The answer lies in the highly sensitive wage data that the council collects from local companies to analyze the differences between men’s and women’s salaries. To get access to this information, employers had to be assured that their payroll data would be completely anonymous, even to the council itself.
Enter BU’s Hariri Institute for Computing, which created a program that aggregates companies’ wages without storing or revealing identifying information. And as the institute seeks to expand this technology for other uses, the Women’s Workforce Council serves as proof of how it works.
“We’re kind of the living example,” says Shereen Shermak, executive director of the council. “It’s kind of how we contribute to the ecosystem.”
The ecosystem at the Hariri Institute is decidedly tech-y, with bright green walls, glass-partitioned offices, and frosted panes of glass covered with equations. Shermak’s office just down the hall is far more bare-bones. She and her staff — a marketing and events manager and an intern, whom Shermak is hoping to bring on full time — sit at tables in a small room off the corridor, where they are often interrupted by lost visitors looking for directions.

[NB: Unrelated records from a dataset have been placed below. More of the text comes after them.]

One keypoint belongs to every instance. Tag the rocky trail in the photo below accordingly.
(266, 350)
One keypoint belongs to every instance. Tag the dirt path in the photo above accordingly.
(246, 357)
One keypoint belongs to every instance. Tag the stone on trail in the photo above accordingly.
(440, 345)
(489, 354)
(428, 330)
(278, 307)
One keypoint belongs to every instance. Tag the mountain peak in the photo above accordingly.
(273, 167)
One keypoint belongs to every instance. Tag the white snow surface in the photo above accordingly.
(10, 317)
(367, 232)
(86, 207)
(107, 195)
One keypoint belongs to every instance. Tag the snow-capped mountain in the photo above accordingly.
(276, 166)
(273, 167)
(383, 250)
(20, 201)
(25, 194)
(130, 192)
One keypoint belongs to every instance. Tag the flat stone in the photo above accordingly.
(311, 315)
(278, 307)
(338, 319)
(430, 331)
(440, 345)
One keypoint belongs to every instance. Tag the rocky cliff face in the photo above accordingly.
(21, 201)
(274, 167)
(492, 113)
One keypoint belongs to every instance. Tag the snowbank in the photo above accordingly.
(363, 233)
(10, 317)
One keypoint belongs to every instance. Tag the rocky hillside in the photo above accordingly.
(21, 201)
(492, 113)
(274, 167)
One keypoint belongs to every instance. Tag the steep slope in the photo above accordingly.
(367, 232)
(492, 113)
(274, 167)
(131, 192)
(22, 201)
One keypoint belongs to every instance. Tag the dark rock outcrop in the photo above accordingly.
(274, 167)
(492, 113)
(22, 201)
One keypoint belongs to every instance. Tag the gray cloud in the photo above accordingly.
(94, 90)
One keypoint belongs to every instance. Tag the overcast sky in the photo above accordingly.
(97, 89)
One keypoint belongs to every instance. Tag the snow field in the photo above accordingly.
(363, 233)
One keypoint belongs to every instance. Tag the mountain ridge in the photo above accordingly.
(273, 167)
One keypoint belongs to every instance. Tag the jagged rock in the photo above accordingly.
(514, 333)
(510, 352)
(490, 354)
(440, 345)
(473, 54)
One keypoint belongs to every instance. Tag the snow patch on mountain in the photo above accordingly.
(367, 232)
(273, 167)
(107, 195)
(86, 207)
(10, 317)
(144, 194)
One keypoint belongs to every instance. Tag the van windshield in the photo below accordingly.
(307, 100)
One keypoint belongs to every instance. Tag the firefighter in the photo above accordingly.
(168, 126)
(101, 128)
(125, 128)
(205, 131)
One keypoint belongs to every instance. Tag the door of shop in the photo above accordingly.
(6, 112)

The view through a dust-caked window is of a parking garage, and a box of snacks from the snack delivery company Boxed — pretzels, Pirate’s Booty, Cheez-Its — sits on the floor in the corner. An orange construction-zone-like sign with the word “zombies” and a figure with outstretched arms chasing a smaller figure sits on the window sill — left over from a Halloween party: “We never wanted to take the zombies sign down,” Shermak says.
Lining the walls are posters from other past events featuring quotes and magazine covers about working women from the 1940s and ’50s. One of the magazines, Charm, which is largely dedicated to fashion, bills itself as “The magazine for women who work.” The lead article of an issue from 1943 is titled, “You and your paycheck.”
Another includes a quote from President Truman: “Equal pay for equal work . . . it is within your strength to accomplish these things in which you believe, but only if you make your goals known and persist in demanding action.”
“Not a ton has changed,” Shermak notes wryly.
The Women’s Workforce Council — a public-private partnership created by the City of Boston and funded by dues from the now 250 companies who have signed on to reduce the wage gap — is gearing up for its third round of data collection this fall. The first report, issued in 2017, found that women in Boston made 77 cents on the dollar compared with men, based on wages from 69 companies — not accounting for differences in occupation, education, and experience. The second one found that women made 76 cents for every dollar men make, based on data from 114 companies.
The data provide the first-ever look at pay gaps based on information provided directly from employers, as compared with estimates from workers, using encryption technology called multiparty computation, or MPC. Hariri is exploring other ways to use the program, such as by pooling confidential medical data from patients in Boston and India to advance diabetes research.
The Women’s Workforce Council’s involvement has helped Hariri figure out how to make its technology more practical and accessible for other organizations, said Azer Bestavros, the founding director of the Hariri Institute. And when Shermak has a question, she can just walk into Bestavros’s office — a well-lit corner space overflowing with plants — and ask him.
“There’s a lot of great back and forth,” she says.
The council plans to move with the Hariri Institute into the top few floors of a 17-story Data Sciences Center when it’s completed in a few years. But Shermak isn’t sure that will stop people from poking their heads into her office and asking: “Am I in the right building?”